8 · Of the phenomena which occur in the water-clock the cause seems to be in general that ascribed by Anaxagoras; for the air which is cut off within it is the [10] cause of the water not entering when the tube has been closed. The air, however, by itself is not the cause; for if one plunges the water-clock obliquely into the water, having first blocked up the tube, the water will enter. So Anaxagoras does not adequately explain how the air is the cause; though, as has been said, it certainly is [15] the cause. Now air, whether impelled along or travelling of itself without any compelling force, naturally travels in a straight line like the other elements. When therefore the water-clock is plunged obliquely into the water, the air preserving its straight course is driven out by the water through the holes opposite to those which [20] are in the water, and, as it goes out, the water flows in. But if the water-clock is plunged upright into the water, the air not being able to pass straight up, because the upper parts are closed, remains round the first holes; for it cannot contract into itself.9 The fact that the air can keep out the water by its immobility can be [25] illustrated by what happens with the water-clock itself. For if you fill the bulb itself of the water-clock with water, having stopped up the tube, and invert it with the tube downwards, the water does not flow along the tube to the outlet. And when the outlet is opened, it does not immediately flow out along the tube but only after a moment’s interval, since it is not already at the outlet of the tube but passes along it [30] afterwards, when it is opened. But when the water-clock is full and in an upright position, the water passes through the strainer as soon as ever the tube is opened, because it is in contact with the strainer, whereas it is not in contact with the extremities of the tube. The water does not, therefore, flow into the water-clock, for [35] the reason already mentioned, but flows out when the tube is opened because the air in it being set in motion up and down causes considerable movement10 in the water inside the water-clock. The water then, being thrust downwards and having itself
also a tendency in that direction, naturally flows out, forcing its way through the air [915a1] outside the water-clock, which is set in motion and is equal in force to the air which impels it but weaker than it in its power of resistance, because the interior air, since it passes through the tube, which is narrow, flows more quickly and violently and forces the water on. The reason why the water does not flow when the tube is closed [5] is that the water on entering into the water-clock drives the air forcibly out of it. (That this is so is shown by the breath and noise engendered in it.) As the water enters, driving the air forcibly along, it rushes into the tube itself, and11 like wedges of wood or bronze driven in by cleavage, remains in position without anything else to [10] hold it together, until it is expelled from the opposite direction, as pegs which are broken in wood are knocked out.

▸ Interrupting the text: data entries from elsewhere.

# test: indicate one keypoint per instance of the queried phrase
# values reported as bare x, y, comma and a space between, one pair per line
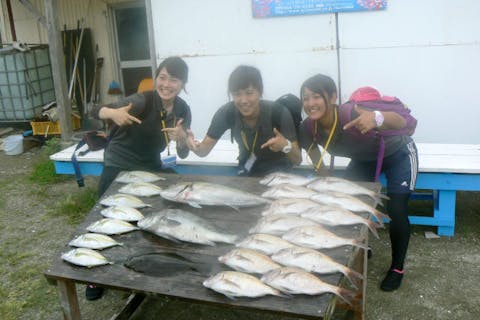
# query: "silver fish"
85, 258
277, 178
122, 213
279, 224
348, 202
298, 281
185, 226
94, 241
237, 284
137, 176
141, 189
335, 216
249, 261
317, 237
123, 200
313, 261
288, 191
345, 186
289, 206
204, 193
111, 226
265, 243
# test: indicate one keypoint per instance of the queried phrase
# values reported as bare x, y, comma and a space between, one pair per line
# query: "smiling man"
264, 130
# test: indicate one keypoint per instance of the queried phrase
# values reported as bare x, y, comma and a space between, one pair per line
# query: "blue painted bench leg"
444, 212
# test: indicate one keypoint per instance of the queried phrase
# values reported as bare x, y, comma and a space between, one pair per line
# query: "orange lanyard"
245, 143
164, 126
332, 131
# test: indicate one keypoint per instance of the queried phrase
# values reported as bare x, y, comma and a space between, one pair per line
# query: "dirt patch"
440, 282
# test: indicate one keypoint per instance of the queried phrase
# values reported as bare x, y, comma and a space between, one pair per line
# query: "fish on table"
288, 191
289, 206
137, 176
197, 194
122, 213
348, 202
345, 186
276, 178
237, 284
248, 260
111, 226
314, 261
85, 258
266, 243
94, 241
177, 224
279, 224
332, 215
123, 200
141, 189
297, 281
317, 237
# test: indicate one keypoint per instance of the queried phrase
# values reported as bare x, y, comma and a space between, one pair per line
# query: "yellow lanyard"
164, 125
245, 143
332, 131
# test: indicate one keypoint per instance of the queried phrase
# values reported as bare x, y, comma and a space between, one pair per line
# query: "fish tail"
359, 244
353, 276
373, 228
346, 295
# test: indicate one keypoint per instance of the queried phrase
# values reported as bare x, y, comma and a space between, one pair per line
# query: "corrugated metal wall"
96, 17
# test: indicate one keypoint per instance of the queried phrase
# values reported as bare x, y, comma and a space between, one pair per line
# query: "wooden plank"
68, 300
188, 285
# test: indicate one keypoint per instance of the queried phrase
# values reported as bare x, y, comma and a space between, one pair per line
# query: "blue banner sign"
278, 8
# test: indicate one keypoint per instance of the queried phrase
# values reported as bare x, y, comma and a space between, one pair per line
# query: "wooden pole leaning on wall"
58, 69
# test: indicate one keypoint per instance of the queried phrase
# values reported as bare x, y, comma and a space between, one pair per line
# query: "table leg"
444, 212
68, 300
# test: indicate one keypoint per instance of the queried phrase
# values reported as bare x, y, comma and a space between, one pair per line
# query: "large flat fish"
94, 241
345, 186
176, 224
165, 264
286, 190
331, 215
348, 202
266, 243
317, 237
297, 281
141, 189
238, 284
314, 261
85, 258
249, 261
123, 200
197, 194
137, 176
276, 178
111, 226
289, 206
280, 223
122, 213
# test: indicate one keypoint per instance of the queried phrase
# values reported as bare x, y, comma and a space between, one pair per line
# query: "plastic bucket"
13, 145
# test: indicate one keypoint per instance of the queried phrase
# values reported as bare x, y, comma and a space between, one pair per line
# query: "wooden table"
443, 169
188, 285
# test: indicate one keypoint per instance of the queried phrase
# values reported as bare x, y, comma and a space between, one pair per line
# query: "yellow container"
49, 127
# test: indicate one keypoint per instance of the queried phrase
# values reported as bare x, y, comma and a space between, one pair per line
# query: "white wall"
425, 52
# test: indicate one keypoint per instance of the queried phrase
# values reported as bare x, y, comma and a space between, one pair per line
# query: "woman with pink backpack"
374, 132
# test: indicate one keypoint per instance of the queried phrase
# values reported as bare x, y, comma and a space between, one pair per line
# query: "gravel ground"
441, 280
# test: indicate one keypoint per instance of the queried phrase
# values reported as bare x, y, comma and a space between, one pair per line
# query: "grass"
76, 206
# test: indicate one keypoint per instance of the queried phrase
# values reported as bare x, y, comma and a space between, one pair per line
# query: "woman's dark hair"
320, 84
243, 77
176, 67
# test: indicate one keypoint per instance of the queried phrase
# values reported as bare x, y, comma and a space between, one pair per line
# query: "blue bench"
444, 169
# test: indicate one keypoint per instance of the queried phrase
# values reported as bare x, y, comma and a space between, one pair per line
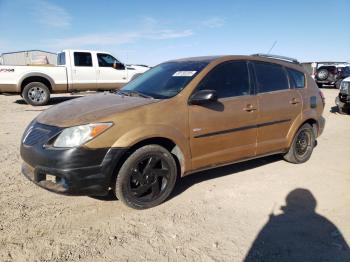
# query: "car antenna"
273, 45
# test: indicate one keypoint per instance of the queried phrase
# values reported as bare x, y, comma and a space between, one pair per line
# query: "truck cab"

This occurs when the tube is opened for the reasons already mentioned. If this is the reason, it is only natural that it should not flow out or make its way forth, since the air forcibly prevents it and becomes inflated.12 (The [15] noise which is made shows that the water is drawn up by the air, and this is a common phenomenon.) All the water then, being drawn up and being in itself continuous, remains in the same position under the pressure of the air, until it is thrust away again by it; and, since the first part of the water remains in the same position, the rest of the water is dependent from it in one continuous mass. It is only [20] natural that this should be so; for it is the property of the same thing to move something from its own place and to hold it when it has moved it,13 and to do so for a longer time, if that which holds and that which is held are of equal force, or if that which holds is stronger, as occurs in the present case; for air has greater force than water.